Game development costs to double?
Bandai suit says making next-generation games carries next-generation expenses.
The retail price of Xbox 360 games may be creeping up $10 from what gamers are used to paying, but they might be getting off easy compared to the people who have to make the games.
Game publisher Bandai expects development costs for next-generation games to double, according to a Bloomberg report out of the Tokyo Game Show last Friday. Shin Onozawa, a managing director of game software with Bandai, told Bloomberg that the investment required to develop a next-gen title could skyrocket to one billion yen ($9 million), up from current costs that range from 100 million yen ($900,000) to 500 million yen ($4.5 million).

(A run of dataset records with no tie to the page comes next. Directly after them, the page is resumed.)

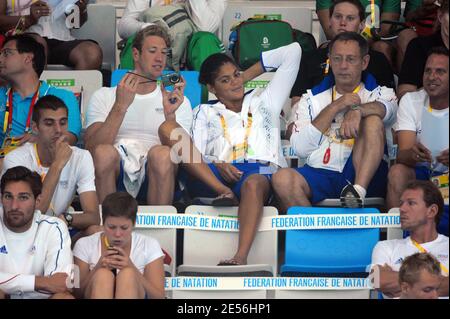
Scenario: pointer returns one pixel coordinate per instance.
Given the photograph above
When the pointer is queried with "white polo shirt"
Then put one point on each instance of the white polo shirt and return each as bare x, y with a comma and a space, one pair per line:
77, 176
143, 118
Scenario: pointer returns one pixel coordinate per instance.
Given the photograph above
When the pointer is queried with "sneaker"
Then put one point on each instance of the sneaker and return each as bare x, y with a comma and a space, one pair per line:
350, 198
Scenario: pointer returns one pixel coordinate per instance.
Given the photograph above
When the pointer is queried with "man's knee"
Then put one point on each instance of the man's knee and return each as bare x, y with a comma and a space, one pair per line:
287, 181
255, 183
102, 276
373, 124
165, 130
159, 160
398, 173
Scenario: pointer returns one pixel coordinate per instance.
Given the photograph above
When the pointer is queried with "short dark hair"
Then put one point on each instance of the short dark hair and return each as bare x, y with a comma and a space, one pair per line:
438, 51
210, 67
431, 195
412, 266
47, 102
27, 44
443, 5
356, 3
22, 174
151, 30
119, 204
351, 36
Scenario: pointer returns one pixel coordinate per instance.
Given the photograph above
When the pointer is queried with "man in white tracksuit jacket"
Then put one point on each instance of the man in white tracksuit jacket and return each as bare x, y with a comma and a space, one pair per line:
339, 129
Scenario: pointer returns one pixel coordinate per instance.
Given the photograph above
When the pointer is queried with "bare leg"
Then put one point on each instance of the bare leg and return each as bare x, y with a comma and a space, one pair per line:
189, 155
254, 193
368, 150
64, 295
107, 168
291, 189
161, 173
101, 285
399, 175
128, 285
86, 56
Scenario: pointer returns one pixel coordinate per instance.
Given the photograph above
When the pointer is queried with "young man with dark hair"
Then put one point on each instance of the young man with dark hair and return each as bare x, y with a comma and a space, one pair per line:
22, 61
119, 263
64, 169
35, 254
410, 77
420, 114
420, 277
421, 206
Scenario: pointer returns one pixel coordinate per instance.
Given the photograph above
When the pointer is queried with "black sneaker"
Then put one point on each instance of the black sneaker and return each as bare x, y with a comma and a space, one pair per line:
350, 197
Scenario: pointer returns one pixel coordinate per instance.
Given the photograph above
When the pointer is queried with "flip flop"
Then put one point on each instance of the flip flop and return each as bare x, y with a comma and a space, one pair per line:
224, 201
229, 262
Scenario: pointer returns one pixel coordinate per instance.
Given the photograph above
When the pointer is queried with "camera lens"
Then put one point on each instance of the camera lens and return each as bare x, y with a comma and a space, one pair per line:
175, 78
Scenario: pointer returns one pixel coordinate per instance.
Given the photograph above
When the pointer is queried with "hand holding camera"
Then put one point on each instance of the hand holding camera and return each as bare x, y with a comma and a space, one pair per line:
172, 100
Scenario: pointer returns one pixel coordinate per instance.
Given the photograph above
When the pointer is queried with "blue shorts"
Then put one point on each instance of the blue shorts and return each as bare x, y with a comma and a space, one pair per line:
142, 195
197, 188
325, 183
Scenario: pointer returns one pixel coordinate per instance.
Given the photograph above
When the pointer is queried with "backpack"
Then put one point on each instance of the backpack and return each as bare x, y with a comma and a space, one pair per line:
175, 19
201, 46
254, 36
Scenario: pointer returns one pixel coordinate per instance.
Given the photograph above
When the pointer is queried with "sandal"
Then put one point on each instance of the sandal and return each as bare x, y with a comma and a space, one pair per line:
225, 200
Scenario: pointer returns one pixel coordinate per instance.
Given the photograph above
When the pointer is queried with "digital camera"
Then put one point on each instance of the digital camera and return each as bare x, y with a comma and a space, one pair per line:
170, 79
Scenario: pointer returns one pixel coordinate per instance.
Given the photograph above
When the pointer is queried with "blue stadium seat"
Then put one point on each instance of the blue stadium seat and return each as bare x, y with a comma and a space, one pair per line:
329, 252
193, 89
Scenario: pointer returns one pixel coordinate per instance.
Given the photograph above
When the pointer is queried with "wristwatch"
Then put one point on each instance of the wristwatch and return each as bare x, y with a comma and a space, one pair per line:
69, 218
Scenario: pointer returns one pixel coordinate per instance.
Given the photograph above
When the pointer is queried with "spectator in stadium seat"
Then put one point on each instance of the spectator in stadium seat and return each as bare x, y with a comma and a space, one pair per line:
119, 263
389, 10
61, 47
420, 277
206, 14
411, 73
420, 209
239, 134
414, 159
340, 128
345, 15
64, 170
420, 16
35, 258
22, 61
123, 122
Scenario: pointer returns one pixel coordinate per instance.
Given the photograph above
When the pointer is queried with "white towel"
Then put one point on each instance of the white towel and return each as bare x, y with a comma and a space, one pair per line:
134, 157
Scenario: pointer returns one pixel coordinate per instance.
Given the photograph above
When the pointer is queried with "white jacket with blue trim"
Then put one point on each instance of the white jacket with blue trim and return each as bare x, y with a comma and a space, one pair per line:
48, 253
308, 142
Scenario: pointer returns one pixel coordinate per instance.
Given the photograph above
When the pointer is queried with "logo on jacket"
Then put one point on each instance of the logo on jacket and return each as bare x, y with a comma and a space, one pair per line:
3, 250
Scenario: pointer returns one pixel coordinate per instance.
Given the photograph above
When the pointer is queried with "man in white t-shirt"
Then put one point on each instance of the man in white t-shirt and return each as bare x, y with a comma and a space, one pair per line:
35, 255
64, 169
421, 206
415, 156
123, 123
206, 14
340, 130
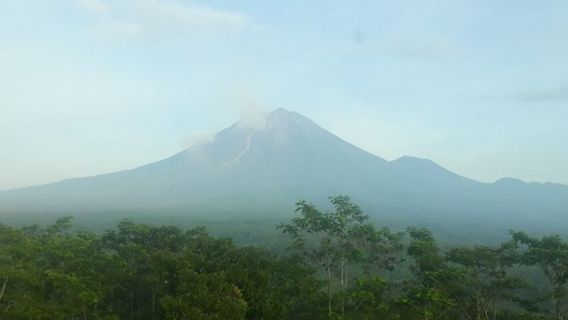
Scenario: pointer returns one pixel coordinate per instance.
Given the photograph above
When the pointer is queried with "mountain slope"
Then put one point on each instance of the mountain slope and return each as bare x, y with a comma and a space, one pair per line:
287, 157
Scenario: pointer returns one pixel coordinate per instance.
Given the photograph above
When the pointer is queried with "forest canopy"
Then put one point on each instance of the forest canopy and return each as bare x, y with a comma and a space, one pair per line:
337, 266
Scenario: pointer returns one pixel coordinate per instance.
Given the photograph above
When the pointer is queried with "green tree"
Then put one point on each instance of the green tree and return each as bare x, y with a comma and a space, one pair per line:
337, 241
550, 254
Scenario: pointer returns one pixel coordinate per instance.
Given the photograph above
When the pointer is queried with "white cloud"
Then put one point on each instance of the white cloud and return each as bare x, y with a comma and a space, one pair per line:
96, 6
138, 18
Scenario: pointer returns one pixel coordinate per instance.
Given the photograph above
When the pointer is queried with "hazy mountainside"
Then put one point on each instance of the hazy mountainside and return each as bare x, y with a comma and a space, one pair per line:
266, 167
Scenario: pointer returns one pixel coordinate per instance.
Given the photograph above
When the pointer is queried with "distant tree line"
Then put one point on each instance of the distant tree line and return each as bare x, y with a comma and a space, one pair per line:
338, 266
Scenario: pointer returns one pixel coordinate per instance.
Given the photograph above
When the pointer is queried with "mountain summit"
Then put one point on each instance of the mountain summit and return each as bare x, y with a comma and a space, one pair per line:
267, 164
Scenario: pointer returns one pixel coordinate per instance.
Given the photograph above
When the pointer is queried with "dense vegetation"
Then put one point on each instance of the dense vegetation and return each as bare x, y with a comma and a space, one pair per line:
338, 266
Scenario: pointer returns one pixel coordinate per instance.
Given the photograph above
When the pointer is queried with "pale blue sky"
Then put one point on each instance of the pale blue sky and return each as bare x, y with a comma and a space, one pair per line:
93, 86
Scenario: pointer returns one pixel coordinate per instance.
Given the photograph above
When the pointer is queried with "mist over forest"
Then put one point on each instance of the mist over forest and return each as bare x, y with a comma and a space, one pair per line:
299, 160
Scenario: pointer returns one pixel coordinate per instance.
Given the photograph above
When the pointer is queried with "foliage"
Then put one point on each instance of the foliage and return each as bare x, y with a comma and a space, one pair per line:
339, 266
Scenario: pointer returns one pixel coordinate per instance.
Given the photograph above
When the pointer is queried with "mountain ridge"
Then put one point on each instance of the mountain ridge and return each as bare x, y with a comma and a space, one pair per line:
282, 157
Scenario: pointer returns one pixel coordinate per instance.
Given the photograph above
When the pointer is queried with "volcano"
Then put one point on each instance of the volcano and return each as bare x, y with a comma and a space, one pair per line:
285, 157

"Costs will begin to fall a year or so after the consoles are released and game makers get used to the systems," Unozawa told Bloomberg. He also said that the company's upcoming merger with Namco should cut their software development costs by about 20 percent, though he did not say how soon.

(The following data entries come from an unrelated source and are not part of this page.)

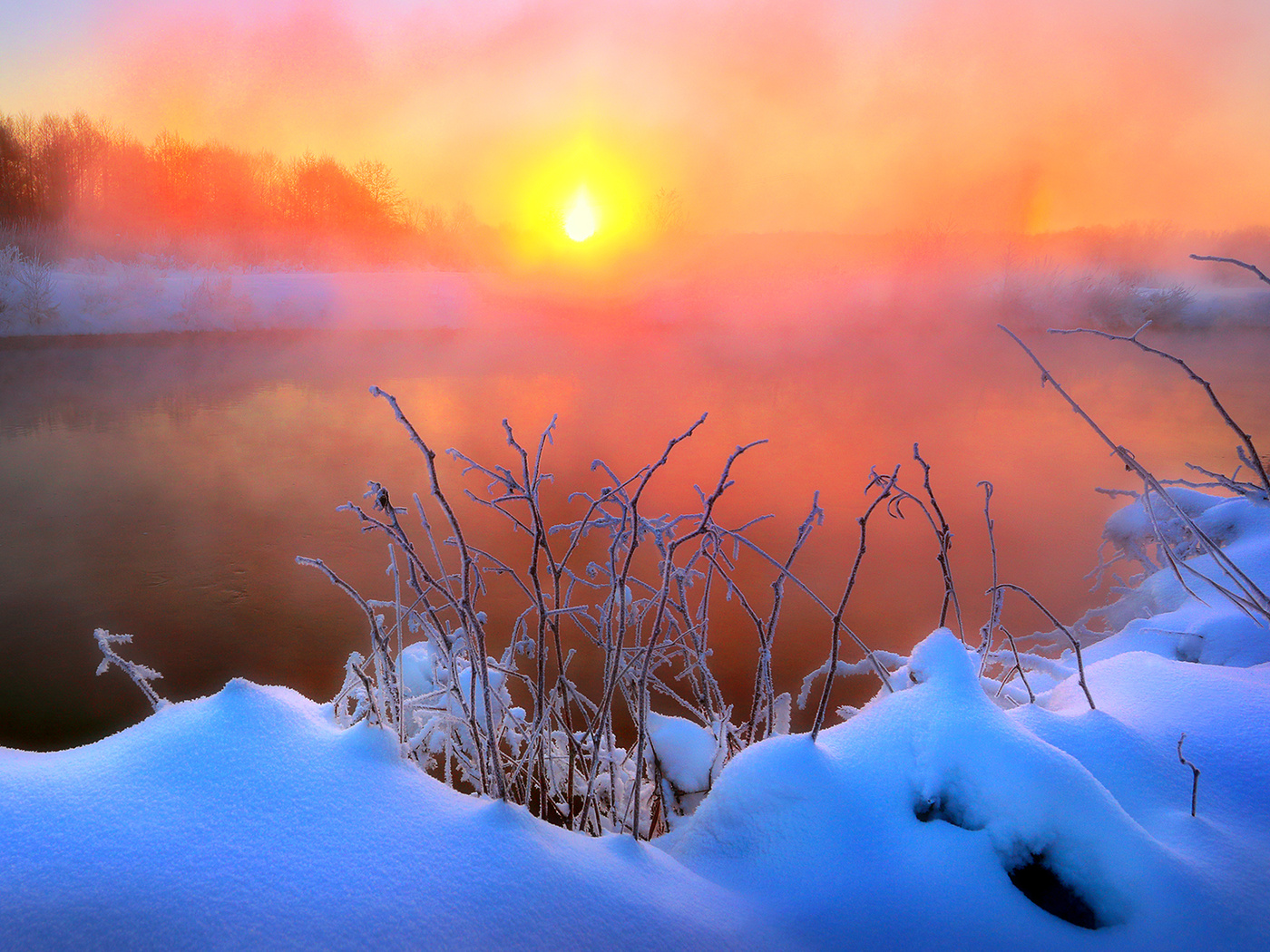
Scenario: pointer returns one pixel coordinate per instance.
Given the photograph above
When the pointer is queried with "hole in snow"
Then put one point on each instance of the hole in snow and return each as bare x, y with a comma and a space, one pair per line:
943, 809
1043, 886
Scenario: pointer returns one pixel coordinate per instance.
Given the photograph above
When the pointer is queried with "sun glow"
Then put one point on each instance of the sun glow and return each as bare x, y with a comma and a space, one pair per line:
580, 219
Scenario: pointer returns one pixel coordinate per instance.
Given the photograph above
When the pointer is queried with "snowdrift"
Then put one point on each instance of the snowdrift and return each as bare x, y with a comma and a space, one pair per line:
933, 819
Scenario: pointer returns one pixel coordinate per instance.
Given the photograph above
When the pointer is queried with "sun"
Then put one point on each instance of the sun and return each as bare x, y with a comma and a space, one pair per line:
580, 219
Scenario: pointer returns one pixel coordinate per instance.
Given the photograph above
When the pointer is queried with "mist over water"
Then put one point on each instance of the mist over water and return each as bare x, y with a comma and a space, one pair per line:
162, 485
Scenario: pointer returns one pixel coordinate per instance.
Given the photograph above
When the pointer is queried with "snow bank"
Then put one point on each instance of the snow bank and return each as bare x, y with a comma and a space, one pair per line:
904, 827
933, 819
248, 821
107, 297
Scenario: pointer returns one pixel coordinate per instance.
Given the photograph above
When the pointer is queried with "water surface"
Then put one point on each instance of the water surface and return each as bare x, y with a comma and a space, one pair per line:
164, 485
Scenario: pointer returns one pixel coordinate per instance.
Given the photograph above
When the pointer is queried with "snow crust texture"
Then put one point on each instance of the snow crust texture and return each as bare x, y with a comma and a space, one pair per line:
933, 819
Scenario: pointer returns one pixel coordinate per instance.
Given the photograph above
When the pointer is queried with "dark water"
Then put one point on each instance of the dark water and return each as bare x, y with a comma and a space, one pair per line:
162, 486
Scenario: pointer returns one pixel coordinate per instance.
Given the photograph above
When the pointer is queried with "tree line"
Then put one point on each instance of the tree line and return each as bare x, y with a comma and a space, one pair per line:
98, 187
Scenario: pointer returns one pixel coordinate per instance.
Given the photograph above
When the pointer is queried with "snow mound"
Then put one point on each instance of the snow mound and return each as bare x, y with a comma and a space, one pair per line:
933, 819
1190, 618
249, 821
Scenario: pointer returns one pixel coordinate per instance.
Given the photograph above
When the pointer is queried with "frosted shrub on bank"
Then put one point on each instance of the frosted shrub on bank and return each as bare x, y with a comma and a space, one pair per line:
27, 298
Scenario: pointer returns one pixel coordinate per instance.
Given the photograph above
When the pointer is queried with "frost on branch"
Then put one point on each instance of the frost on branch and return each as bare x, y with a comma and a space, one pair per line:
140, 675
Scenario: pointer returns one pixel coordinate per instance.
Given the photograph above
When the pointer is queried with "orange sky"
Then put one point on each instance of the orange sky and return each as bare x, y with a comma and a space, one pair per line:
765, 116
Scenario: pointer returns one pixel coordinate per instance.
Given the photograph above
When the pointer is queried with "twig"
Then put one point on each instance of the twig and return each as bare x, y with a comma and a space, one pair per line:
1236, 262
1251, 457
1194, 773
1256, 597
888, 485
1076, 645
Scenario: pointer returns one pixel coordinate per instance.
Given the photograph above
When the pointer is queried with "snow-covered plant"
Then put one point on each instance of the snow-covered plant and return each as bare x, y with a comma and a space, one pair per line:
25, 288
629, 589
140, 675
35, 296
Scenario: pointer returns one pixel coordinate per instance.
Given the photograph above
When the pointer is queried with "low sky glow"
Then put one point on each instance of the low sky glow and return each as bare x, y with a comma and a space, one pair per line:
812, 114
580, 219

Unozawa's figures on current-generation development costs conflict with those of a recent Computer Entertainment Supplier's Association (CESA) report. In the CESA report, which listed the average development costs for games across all current systems, only the Xbox had an average development cost higher than the 100 million-yen low end of Onozawa's range. The average price of the 13 Xbox games included in the survey was 202 million yen ($1.8 million), with PlayStation 2 and GameCube development costs trailing behind at 96 million yen ($877,634) and 90 million yen ($822,857), respectively. Information on development costs for that study was voluntarily supplied by publishers.